Ans: Children, from the beginning of time, have been apprenticed to blacksmiths, craftsmen, and other merchants whose substantial positions would now be considered totally unsatisfactory for them. During the Industrial Revolution, nonetheless, child labor became effective in a way that had never occurred, as towns detonated with production lines needing modest work. As creation blast, so too requested; also, as families moved from the field into the urban areas, the typical cost for basic items expanded even as the conditions declined an example unmistakable to us in enormous urban areas today. To have the option to bear the cost of lodgings near their work environments, parents would give their kids something to do regularly fourteen-hour days in coal mineshafts, processing plants, and the sky is the limit from there. The chimney sweepers portrayed in Blake's poem are an especially impactful outline of the issue, not just on the grounds that these were the absolute youngest laborers, but since the young chimney sweepers were blameless boys who didn't have an appropriate adolescence. They were sold by their parents when they were young. They needed to work in dark sooty chimneys and they would be covered in soot. Also, since their hair would get covered with soot, their heads would be shaved.

 

3) Critically examine the exploitation of the chimney sweepers.
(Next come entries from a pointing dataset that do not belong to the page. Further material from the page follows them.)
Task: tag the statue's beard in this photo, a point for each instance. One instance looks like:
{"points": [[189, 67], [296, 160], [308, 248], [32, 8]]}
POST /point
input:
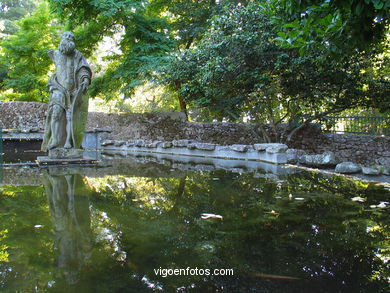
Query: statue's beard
{"points": [[67, 47]]}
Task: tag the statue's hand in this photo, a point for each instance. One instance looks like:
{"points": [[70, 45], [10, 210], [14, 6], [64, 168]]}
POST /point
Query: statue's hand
{"points": [[84, 86], [68, 115], [50, 53]]}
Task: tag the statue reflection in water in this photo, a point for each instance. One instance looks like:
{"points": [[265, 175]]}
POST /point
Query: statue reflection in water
{"points": [[69, 208]]}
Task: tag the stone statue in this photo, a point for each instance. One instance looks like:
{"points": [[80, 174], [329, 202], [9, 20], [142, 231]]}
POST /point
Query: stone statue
{"points": [[68, 104]]}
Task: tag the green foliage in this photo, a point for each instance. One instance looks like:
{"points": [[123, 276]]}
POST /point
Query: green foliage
{"points": [[339, 26], [11, 11], [24, 57], [238, 69]]}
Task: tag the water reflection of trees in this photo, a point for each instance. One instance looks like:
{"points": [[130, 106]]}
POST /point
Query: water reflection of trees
{"points": [[322, 239], [305, 226]]}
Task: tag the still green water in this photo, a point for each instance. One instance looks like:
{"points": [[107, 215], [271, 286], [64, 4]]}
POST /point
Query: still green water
{"points": [[301, 232]]}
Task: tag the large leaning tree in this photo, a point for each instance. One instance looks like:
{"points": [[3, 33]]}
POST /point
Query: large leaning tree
{"points": [[239, 70]]}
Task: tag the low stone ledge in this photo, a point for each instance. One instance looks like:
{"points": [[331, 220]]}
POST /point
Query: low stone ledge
{"points": [[348, 168], [371, 171], [197, 149], [201, 146], [261, 147], [241, 148]]}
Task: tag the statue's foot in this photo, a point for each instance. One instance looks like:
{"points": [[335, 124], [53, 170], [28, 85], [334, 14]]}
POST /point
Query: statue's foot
{"points": [[52, 145]]}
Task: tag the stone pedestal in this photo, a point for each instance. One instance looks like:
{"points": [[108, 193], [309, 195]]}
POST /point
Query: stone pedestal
{"points": [[62, 156], [62, 153]]}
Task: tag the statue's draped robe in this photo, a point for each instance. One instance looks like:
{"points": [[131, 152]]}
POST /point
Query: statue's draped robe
{"points": [[78, 104]]}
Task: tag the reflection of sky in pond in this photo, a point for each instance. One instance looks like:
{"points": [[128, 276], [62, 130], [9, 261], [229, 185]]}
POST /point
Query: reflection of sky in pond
{"points": [[299, 232]]}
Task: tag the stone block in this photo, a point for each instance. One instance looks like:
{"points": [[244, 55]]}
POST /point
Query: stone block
{"points": [[203, 146], [293, 155], [153, 144], [119, 143], [282, 148], [108, 142], [372, 171], [327, 159], [62, 153], [241, 148], [166, 145], [139, 143], [181, 143], [260, 147]]}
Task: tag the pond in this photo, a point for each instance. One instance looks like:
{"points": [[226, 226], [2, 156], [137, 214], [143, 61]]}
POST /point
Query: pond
{"points": [[153, 226]]}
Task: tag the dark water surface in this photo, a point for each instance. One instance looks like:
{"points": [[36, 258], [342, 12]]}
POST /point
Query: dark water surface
{"points": [[303, 232]]}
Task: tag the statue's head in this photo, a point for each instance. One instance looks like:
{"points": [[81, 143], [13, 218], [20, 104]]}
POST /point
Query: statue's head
{"points": [[67, 44]]}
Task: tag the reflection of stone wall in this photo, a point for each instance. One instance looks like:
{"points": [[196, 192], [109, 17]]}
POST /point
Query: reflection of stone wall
{"points": [[170, 126], [364, 149], [22, 115]]}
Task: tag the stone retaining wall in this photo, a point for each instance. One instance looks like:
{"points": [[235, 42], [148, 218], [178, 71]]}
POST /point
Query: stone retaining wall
{"points": [[363, 149], [172, 126]]}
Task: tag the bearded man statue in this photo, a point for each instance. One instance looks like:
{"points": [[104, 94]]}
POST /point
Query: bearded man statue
{"points": [[68, 104]]}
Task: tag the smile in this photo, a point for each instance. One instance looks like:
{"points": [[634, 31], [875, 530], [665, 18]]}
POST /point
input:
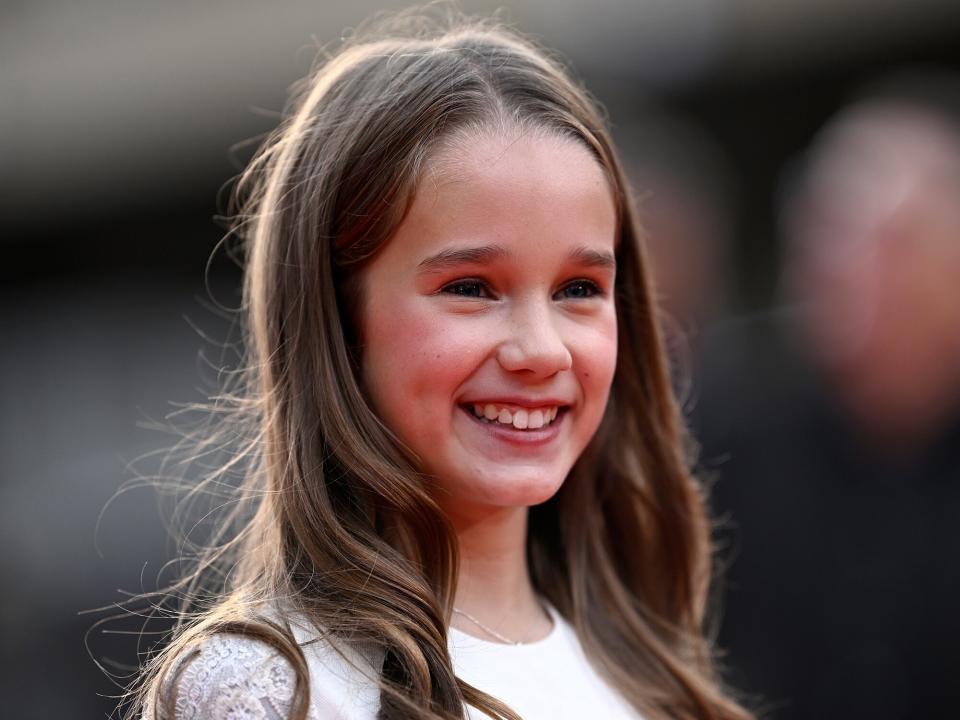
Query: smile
{"points": [[517, 418]]}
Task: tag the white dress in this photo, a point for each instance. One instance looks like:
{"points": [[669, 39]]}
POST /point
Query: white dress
{"points": [[238, 678]]}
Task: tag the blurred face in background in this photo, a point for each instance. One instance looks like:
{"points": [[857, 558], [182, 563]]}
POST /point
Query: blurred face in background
{"points": [[876, 246]]}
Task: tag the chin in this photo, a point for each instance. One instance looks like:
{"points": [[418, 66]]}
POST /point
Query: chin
{"points": [[519, 491]]}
Ans: William Blake was searing of what he saw as the harming outcomes of the advanced industrial economy. A long way from considering it to be a engine room of progress and flourishing, he viewed it as carrying broad torment and hopelessness to the least fortunate and generally helpless in the public eye. In the two poems by the name "The Chimney Sweeper," Blake centers around the exploitation of child labor and the harming impacts it has on the kids compelled to attempt to save themselves and their families from complete desperation. In the Songs of Innocence poem, we are acquainted with a helpless youthful starving stray sold into the chimney sweep exchange by his dad before he could scarcely talk. He educates us regarding the huge number of youthful chimney sweeps currently locked up in coffins of dark, an undeniable reference to how perilous it is for little youngsters to work around here.

 

It's terrible enough that he's the victim of exploitation, yet it's far worse. Blake's boy tune is here wealthy in significant considered social injustice and imbalance, human exploitation, and human misery. Elder seems appears to peep and voice itself through the much injured and furious fellow in the chimney sweeper who doesn't acknowledge his forlorn part with confidence in God and Christian ethical quality. All things considered, the poem stays a kid's melody. This is obvious in the graceful procedure that has an innocent quality in its straightforwardness of style and thought. The style of the poem is all as straightforward and persuading as possible stand up. The music of the poem is pleasant to get the ears effectively and to dive deep into the listener's heart. In this regard, both the Chimney-Sweeper poems have a similar perfection, straightforwardness, and resonance of a true child song. The poem, a lot more limited than its friend sonnet involves three refrains of four lines each. The lines are found to rhyme not uniformly as in the sister poem. Truth be told, a decent arrangement of varieties happens in the artist's plan of rhyming. While in the first stanza, the lines rhyme in the couplet, in the subsequent refrain and the third the other lines rhyme. Such a variety may have been liked by the poet to give the poem somewhat more unpredictable tone than the vast majority of his child songs.